Pennsylvania is the latest battleground state to require voters on Election Day to produce a government-approved photo ID at the polls to prevent fraud. In upholding the law, State Judge Robert Simpson called it "a reasonable, non-discriminatory, non-severe burden...."
But state officials have defended the law. Shannon Royer, Pennsylvania's deputy secretary of state, called it "a victory for fair and honest elections."
But opponents say the Pennsylvanians most likely to be without photo ID are the poor, young, or minorities -- constituencies that often vote for Democrats.
Republican governors and Republican-led legislatures championed voter photo ID laws in nine of the 10 states that have passed such laws since last year.
Lawyer Judith Browne-Dianis represented voters who sued to block the Pennsylvania law. "These voter ID laws undermine democracy by cutting off participation," she said.

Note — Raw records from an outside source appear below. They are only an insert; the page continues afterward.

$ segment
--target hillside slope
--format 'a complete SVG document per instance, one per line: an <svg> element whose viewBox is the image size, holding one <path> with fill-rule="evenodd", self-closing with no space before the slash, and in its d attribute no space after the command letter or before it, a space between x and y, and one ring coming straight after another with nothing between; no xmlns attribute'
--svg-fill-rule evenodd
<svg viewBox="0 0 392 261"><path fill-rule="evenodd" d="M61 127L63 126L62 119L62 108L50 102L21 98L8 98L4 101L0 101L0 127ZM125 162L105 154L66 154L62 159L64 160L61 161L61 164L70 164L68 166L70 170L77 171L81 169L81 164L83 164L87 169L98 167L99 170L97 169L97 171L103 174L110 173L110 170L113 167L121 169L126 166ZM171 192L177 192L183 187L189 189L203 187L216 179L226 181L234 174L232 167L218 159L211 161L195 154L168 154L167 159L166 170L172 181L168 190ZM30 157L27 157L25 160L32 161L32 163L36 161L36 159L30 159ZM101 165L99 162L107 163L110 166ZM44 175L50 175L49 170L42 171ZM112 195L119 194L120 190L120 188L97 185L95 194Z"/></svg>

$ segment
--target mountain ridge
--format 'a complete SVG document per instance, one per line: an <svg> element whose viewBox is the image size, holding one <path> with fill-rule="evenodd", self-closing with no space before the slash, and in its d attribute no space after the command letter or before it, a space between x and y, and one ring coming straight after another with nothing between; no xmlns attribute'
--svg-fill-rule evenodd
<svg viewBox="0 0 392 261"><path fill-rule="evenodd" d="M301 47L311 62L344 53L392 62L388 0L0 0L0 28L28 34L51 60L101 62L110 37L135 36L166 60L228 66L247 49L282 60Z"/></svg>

CBS News looked at those 10 states that have recently passed photo ID laws, and found there have been fewer than 70 voter fraud convictions in the past decade -- among 40 million registered voters.
Bea Bookler, 94, lives in the Philadelphia suburbs. She sued to stop the law, because she doesn't have a driver's license.
"I have voted in every presidential election," she said, "but I am afraid I won't be able to vote in this one because I don't have photo ID."
Watch a video of Bea Bookler, a 94-year-old plaintiff in the court challenge to Pennsylvania's new voter ID law, react to the court's decision to uphold the legislation:
Pennsylvania officials say they will spend $5 million dollars on outreach to help voters meet the new requirement.
"If you don't have an ID," said Royer, "Pennsylvania has over 70 drivers license centers around the state where voters can get an ID for free, so in no way shape or form is that a burden to the average voter."
The judge who upheld the law estimated 80,000 of the state's voters do not have a photo ID. Opponents plan to file an appeal Thursday with Pennsylvania State Supreme Court. But it's unclear if the court will rule before the election.